Title: On the Waterfront
Release Date: 22 June, 1954
Oscar Ceremony: 30 March, 1955
Director: Elia Kazan
Starring: Marlon Brando, Karl Malden, Lee J. Cobb
Nominees: The Caine Mutiny, The Country Girl, Seven Brides for Seven Brothers, Three Coins in the Fountain
“You know this city’s full of hawks? That’s a fact. They hang around on the top of the big hotels. And they spot a pigeon in the park. Right down on him.” – Terry Malloy
I had often heard about this movie prior to watching it, but for some reason, I was under the impression that it was a war movie involving ships. Don’t ask why. It was a pleasant surprise to find out it wasn’t. Even better, it was so much more than what I expected.
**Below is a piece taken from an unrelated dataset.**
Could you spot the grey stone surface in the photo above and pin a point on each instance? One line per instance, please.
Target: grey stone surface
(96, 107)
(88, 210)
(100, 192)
The one and only Marlon Brando plays Terry Malloy, a young dockworker who gets involved in the mob through his older brother Charley, who is the right-hand man of Johnny Friendly (oh, the irony of his name), the longshoremen union boss. Friendly and his men are responsible for a number of deaths, but everyone around them plays D & D (deaf and dumb) because they have witnessed firsthand what can happen to informants. Basically, there’s a whole lot of corruption going on, but everyone sort of goes along with it out of fear and habit.
One night, Terry is tricked into luring one of his fellow dockworkers, Joey Doyle, on the roof of his building, where Friendly’s men kill him. Terry simply assumed they were going to “lean on” him and pressure him into keeping quiet; he didn’t realize they were actually going to kill him. When the town, led by the waterfront priest, starts looking into the murder, Terry initially intends on keeping quiet. After all, this is his life now. However, things change when he meets Joey Doyle’s sister, Edie, and starts falling for her. In a risky battle with his conscience, Terry must decide on a course of action.
The first thing that stood out to me about On the Waterfront is that it does a great job at reeling you right in; the movie starts with Joey’s death and Marlon Brando’s distinct presence as Terry. You’re immediately sold and tempted to find out more. It doesn’t take very long to learn who everyone is and why you should care about this story. Moreover, the romantic interest is not just a sub-plot; it’s an integral part of the story and does not feel forced. Terry’s internal struggle and agony over the ethical and moral dilemma he faces is palpable. It’s true that some of the scenes have a slight tendency to feel overly cheesy, but somehow everything just works.
I’m a bit of a sucker for symbols. I don’t know whether that’s because I studied literature for so long or that’s just who I am. Either way, On the Waterfront has a very strong one; pigeons. At the start of the film, we learn that Joey Doyle keeps a pigeon coop on the roof of his building. After his death, Terry takes over. Pigeons aren’t normally majestic, powerful birds; they’re street birds and you can literally find them everywhere. However, believe it or not, they’re from the same family as doves, which are inherent symbols of peace. Moreover, it’s not uncommon for larger birds to prey on pigeons, just as you can deduce from the quote I included at the beginning of this review. I guess you could see the common, working-class population as pigeons, and the big-shot mob guys as hawks. Pigeons are the everyday man trying to get by in a world where they know a hawk can eat them up any day. Pigeons also represent Joey’s innocence. There’s a special meaning to me there since my beloved little pet bird who died about a year and a half ago was also named Joey. We come full circle.
In the end, while mob-controlled dockworker unions might not be a very relatable subject to modern audiences, On the Waterfront exhibits a sort of timelessness that still makes it very accessible today. The beauty of its shots combined with Marlon Brando’s refined subtle acting make this a remarkable motion picture that won’t be forgotten for a very long time.